Depuis des années, les scènes sont les mêmes : au petit matin, les vendeuses, calebasse en bois ou seau de lait caillé sur la tête, envahissent les localités voisines de leur hameau pour faire leur business. En groupes, calebasses recouvertes de van sur leur tête pour aller retrouver leur clientèle, les vendeuses de lait caillé se dispersent à l’entrée des localités de leur commerce. Certaines rallient le marché et d’autres font le porte-à-porte ou arpentent les sentiers et ruelles des villages et communes pour vendre leur produit. En cette période post-hivernale, elles profitent de l’abondance des pâturages, après une forte pluviométrie, occasionnant la disponibilité du lait.
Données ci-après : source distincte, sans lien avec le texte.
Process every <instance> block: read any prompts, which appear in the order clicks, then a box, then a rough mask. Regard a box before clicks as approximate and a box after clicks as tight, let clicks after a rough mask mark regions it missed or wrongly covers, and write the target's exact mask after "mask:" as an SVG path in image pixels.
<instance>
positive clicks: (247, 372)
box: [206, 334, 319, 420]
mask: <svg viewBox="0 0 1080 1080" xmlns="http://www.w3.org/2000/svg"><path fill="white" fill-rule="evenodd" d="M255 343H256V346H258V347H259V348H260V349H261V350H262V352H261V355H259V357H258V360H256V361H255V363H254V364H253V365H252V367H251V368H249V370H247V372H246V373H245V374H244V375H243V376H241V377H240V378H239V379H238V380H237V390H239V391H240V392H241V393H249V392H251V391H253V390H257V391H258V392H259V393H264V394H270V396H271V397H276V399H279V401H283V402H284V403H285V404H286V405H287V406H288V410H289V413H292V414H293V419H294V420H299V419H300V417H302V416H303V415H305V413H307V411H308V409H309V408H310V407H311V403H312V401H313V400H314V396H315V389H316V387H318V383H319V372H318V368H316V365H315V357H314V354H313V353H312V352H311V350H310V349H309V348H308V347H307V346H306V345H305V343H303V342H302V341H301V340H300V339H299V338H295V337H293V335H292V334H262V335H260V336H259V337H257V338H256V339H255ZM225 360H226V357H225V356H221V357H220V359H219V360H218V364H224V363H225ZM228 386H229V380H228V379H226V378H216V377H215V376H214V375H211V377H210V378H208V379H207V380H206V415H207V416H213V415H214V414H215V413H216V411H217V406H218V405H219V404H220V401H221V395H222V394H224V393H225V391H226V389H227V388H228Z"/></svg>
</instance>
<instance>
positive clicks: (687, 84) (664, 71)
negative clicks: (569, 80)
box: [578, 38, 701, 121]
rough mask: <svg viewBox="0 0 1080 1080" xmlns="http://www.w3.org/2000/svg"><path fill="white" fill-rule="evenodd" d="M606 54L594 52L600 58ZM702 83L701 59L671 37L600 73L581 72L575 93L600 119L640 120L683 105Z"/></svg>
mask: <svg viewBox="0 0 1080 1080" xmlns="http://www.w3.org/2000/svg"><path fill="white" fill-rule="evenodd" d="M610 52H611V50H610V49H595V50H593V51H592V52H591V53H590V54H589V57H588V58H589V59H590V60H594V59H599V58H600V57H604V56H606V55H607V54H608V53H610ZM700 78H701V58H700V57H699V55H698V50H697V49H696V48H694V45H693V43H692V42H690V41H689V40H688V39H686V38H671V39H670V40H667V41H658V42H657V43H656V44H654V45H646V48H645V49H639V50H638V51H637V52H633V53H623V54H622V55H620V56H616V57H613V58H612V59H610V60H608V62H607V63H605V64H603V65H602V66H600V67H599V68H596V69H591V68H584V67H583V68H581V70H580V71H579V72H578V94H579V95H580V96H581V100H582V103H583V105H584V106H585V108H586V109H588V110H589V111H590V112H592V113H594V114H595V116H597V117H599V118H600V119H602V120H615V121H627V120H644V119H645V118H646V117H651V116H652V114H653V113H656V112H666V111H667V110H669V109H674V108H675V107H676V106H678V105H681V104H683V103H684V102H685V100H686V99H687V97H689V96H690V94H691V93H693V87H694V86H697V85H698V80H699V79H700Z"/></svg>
Et en grande quantité. En général, le «barja» (deux cuillères ou louches de lait contre 25 francs) est l’unité de mesure. Dans le business, c’est la méthode du troc qui est appliquée. Mais, le «haadi haada» (une cuillère ou louche de lait contre 25 francs) de la saison sèche persiste dans les habitudes.
Echange paritaire
Les termes traditionnels d’échange du lait caillé, à savoir le troc, appelés «haadi haada» et «barja», sont en vigueur selon les saisons. D’habitude, le premier terme d’échange est appliqué durant la longue saison sèche, alors que le second est de mise pendant l’hivernage et quelques mois plus tard. Mais le «haadi haada» continue de régner même après le bon hivernage de cette année et l’abondance des pâturages. Et les acheteurs de lait caillé au quotidien, qui ne sont pas enclins à appliquer le «haadi haada» en cette période, continuent de s’en procurer. Les vendeuses arguent, quant à elles, la vie chère et l’augmentation du prix de vente. Pour elles, ce commerce permet d’assurer l’achat des condiments pour les repas, la dépense quotidienne en cette période de cherté de la vie.
Au marché de Galoya, six vendeuses, assises chacune sur un morceau de tissu étalé sur le sol, sont alignées le long de la grande artère du marché. L’une d’elles, Faty Aly, venue de Thiabourlé, situé à 2 km de Galoya, yeux rivés sur ses deux calebasses remplies de lait, décla-re : «D’habitude, je rentre les calebasses vides avant 10 heures et cela me permet d’assurer la dépense quotidienne. Jusqu’au mois de février au moins, je peux m’assurer d’avoir entre 1600 et 2000 francs par jour.» Une autre vendeuse, Djeynabel, tatouée sur la lèvre inférieure, habillée d’un «meulf» bleu, faisant le porte-à-porte à Pété, avec deux seaux de 10 litres de lait chacun, sans préciser la somme qu’elle gagne, informe : «Avec ces deux seaux remplis de lait caillé, j’assure la dépense quotidienne et d’autres besoins.» En cette matinée de lundi au marché de Lougué, deux vendeuses de lait caillé immobilisent une charrette chargée de gibecières en cuir. Les nombreux acheteurs, qui les attendent chaque jour, se ruèrent vers elles. La plus âgée, avec son bébé sur le dos, s’écria : «Permettez-nous de verser le lait des gibecières dans les seaux et tout le monde sera servi.» Et d’un ton moqueur, elle ajoute : «Bien sûr, si vous avez de l’argent, car ma fille et moi voulons rentrer aujourd’hui avec plus d’argent.» Pour ces vendeuses et d’autres rencontrées précédemment à Thilogne, «l’essentiel, c’est de satisfaire les besoins de leurs familles». «Nous voulons rentrer avec du poisson et des condiments pour les repas et, des fois, avec une petite somme», racontent-elles. En cette période, le commerce du lait caillé de vache, contrôlé exclusivement par les femmes, domine les «nékh soow» dans les boutiques, tenus la plupart par des hommes. A Tarédji, les vendeuses, nettement moins âgées, proposent leur lait caillé aux voyageurs dans les transports en commun. Elles ont stocké leur produit dans des bouteilles d’1 litre ou de 5 litres, prisé par les clients en partance pour Dakar et Thiès… Sur l’arrêt principal des voitures venant de l’intérieur du Fouta, elles proposent la bouteille d’un litre à 500 francs. Grâce à la position carrefour de ce village, les populations se procurent le lait grâce aux vendeuses qui viennent du Diéri (zone excentrée de la Route nationale).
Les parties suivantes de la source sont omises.